Music04 Oct 2008 10:30 am
Russian composer Pyotr Ilyich Tchaikovsky died suddenly on November 6, 1893, a mere nine days after the premiere of his Sixth Symphony, the Pathétique. The cause of his mysterious demise has never been conclusively solved, and has remained a source of intense speculation since his death. Most scholars believe that Tchaikovsky died of cholera, probably contracted from drinking contaminated water. They point out that Russian medical records from that time indicate that a cholera epidemic swept through Russia in May 1892, infecting some 504,924 people before finally dying out in February 1986, claiming the lives of 44.9% of the infected.

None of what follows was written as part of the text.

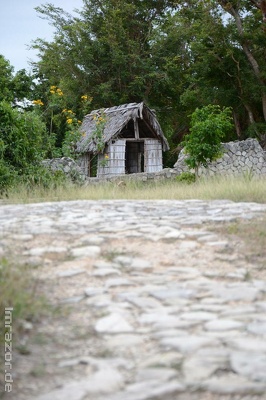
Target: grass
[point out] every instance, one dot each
(230, 188)
(252, 234)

However, a growing number of scholars have disputed this hypothesis, advancing the theory that Tchaikovsky committed suicide by poisoning himself with arsenic. Some biographers have opined that he was driven to suicide because he was being blackmailed by someone threatening to publicly out him as a homosexual. Another intriguing (albeit incredible) theory alleges that his alma mater, the School of Jurisprudence, put him on trial for his “sexual deviancy” before a court of honor, and ordered to commit suicide.
It is also widely believed that the composer’s profoundly pessimistic and unorthodox final symphony, considered one of his darker and quieter works, was the musical equivalent of a suicide note. The first movement contains a dramatic musical non sequitur, where the theme and tone abruptly changes from a rapidly progressing evolution of the strings to a mysterious and mournful harmonized chorale of trombones. This trombone theme has been an enduring source of curiosity to musicologists because of its unusual placement and seeming irrelevance to the themes of anything proceeding or following it in the piece. In fact, it was taken from the Russian Orthodox Mass for the dead, and is sung to the chilling words, “And may his soul rest with the souls of all the saints.”